Biology meets chemistry: RNA in cells is not just made of four nucleotides; rather, it is extensively modified in cell type and cell state dependent manners. Over 100 types of chemical modifications have been identified in all three domains of life. Over 60 types of modifications have been found in mammals that are present in all RNA classes. They include methylation of bases and the ribose backbone, rotation and reduction of uridine, base deamination, elaborate addition of ring structures and carbohydrate moieties, and many more. For example, N6-methyl-adenosine (m6A) is the most abundant internal modifications in messenger and long non-coding RNA. This modification occurs in many sites of mRNA and lncRNA with characterized, regulatory functions in splicing, export, cytoplamic localization, stability, translation activity, immune tolerance, and others. Importantly, m6A in mRNA and lncRNA can also be removed by enzymes encoded in our genomes. The reversibility enables m6A to be dynamic, and capable of adjusting the transcriptome to rapidly changing biological needs. Therefore, RNA modifications control the metabolism and fate of RNA species through chemistry.
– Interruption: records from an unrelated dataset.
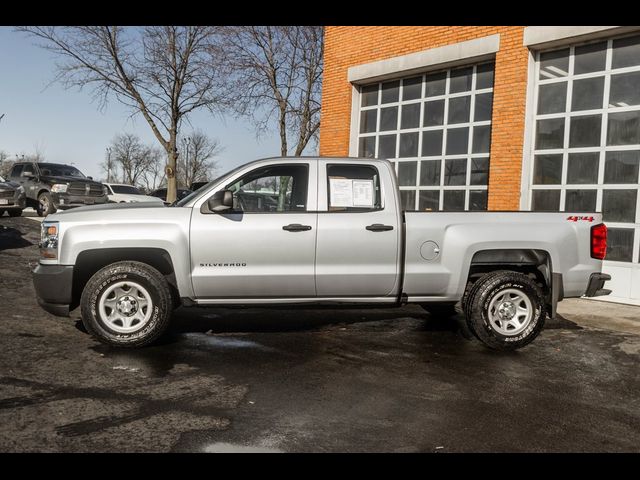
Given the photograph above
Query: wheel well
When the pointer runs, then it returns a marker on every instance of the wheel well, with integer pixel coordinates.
(90, 261)
(534, 263)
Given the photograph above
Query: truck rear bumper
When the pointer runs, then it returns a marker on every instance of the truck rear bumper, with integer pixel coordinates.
(596, 282)
(53, 285)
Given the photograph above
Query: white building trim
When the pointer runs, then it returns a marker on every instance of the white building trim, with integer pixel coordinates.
(551, 36)
(440, 57)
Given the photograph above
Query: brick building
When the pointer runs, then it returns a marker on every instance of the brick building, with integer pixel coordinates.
(498, 118)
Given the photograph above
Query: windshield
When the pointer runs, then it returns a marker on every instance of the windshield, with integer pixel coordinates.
(57, 170)
(192, 195)
(127, 189)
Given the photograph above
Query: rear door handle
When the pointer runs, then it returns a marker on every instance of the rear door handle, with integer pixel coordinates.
(378, 227)
(296, 227)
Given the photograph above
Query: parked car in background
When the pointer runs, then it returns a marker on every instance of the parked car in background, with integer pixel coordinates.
(122, 193)
(12, 198)
(54, 186)
(162, 193)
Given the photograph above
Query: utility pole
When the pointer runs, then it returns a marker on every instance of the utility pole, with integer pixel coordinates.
(109, 165)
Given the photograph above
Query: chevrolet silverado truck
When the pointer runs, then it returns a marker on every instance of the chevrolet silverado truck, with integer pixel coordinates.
(52, 186)
(314, 231)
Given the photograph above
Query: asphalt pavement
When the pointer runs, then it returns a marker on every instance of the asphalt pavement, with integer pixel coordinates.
(348, 380)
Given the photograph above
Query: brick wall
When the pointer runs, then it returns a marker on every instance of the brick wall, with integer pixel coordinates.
(349, 46)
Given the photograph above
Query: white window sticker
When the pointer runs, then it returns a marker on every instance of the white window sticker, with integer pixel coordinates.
(341, 192)
(363, 193)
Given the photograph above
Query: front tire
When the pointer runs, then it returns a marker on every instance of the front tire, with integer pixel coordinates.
(126, 304)
(506, 310)
(45, 205)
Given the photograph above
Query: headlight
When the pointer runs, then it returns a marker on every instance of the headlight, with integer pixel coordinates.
(49, 240)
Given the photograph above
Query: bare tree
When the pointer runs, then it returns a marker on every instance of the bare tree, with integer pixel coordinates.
(195, 161)
(276, 71)
(162, 73)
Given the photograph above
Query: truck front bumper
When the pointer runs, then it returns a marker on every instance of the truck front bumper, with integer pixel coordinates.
(596, 282)
(53, 284)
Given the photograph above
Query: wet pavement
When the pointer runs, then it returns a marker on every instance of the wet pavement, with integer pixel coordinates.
(353, 380)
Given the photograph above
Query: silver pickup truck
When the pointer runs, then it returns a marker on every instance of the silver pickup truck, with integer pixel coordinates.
(314, 231)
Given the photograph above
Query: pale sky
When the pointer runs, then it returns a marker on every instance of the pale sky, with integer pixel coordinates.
(69, 128)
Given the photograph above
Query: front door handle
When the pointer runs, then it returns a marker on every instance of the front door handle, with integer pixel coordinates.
(296, 227)
(378, 227)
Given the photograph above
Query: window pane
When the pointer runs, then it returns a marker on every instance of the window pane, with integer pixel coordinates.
(368, 120)
(549, 133)
(429, 201)
(623, 128)
(408, 198)
(477, 200)
(367, 147)
(460, 80)
(430, 173)
(587, 94)
(453, 200)
(479, 171)
(431, 143)
(552, 98)
(407, 173)
(590, 58)
(554, 64)
(545, 200)
(580, 201)
(585, 131)
(410, 116)
(457, 141)
(625, 90)
(484, 76)
(436, 83)
(411, 88)
(626, 52)
(369, 95)
(459, 108)
(481, 139)
(619, 205)
(547, 170)
(455, 172)
(620, 244)
(408, 145)
(434, 113)
(621, 167)
(583, 168)
(387, 146)
(484, 105)
(390, 91)
(388, 118)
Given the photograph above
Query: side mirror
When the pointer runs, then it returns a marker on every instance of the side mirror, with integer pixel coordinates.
(221, 201)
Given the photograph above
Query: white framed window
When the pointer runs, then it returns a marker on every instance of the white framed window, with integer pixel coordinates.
(586, 137)
(436, 128)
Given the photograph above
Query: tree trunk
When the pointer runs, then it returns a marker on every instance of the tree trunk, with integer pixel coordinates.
(172, 157)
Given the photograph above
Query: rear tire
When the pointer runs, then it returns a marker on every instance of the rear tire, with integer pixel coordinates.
(126, 304)
(505, 310)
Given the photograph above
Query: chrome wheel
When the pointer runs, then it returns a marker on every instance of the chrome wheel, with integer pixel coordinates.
(510, 312)
(125, 307)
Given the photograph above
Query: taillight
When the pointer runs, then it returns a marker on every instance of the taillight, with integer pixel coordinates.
(599, 241)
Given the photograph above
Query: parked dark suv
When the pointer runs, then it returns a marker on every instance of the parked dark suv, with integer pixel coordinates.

Center for Dynamic RNA Epitranscriptomes (CDRE) The goals of CDRE are to develop transcriptome-level technologies for mapping of RNA modifications (i) at single-base resolution, (ii) with quantitative assessment of modification stoichiometry at each site, and (iii) with high sensitivities to study rare cell populations. These methods will be applied to investigate the biology of neurogenesis and neurodevelopment. We will accomplish these goals by using chemical and enzymatic methods to convert each chemical type of modified nucleotide into signatures that can be identified and quantified using high-throughput sequencing approaches. Ultimately, we aim to expand our approaches to all known chemical types of modifications in mammals with applications ranging from basic biological research to clinical investigations of RNA modifications as diagnostic markers and therapeutic targets.
The Center for dynamic RNA epitranscriptomes aims to develop high-throughput, high-resolution, and high-sensitivity technologies for functional investigations of RNA modifications in the whole transcriptome.
The Center for Dynamic RNA Epitranscriptomes is a Center of Excellence in Genomic Science (CEGS), a program established by the National Human Genome Research Institute for multi-investigator, interdisciplinary research that develops novel and highly innovative genomic research projects.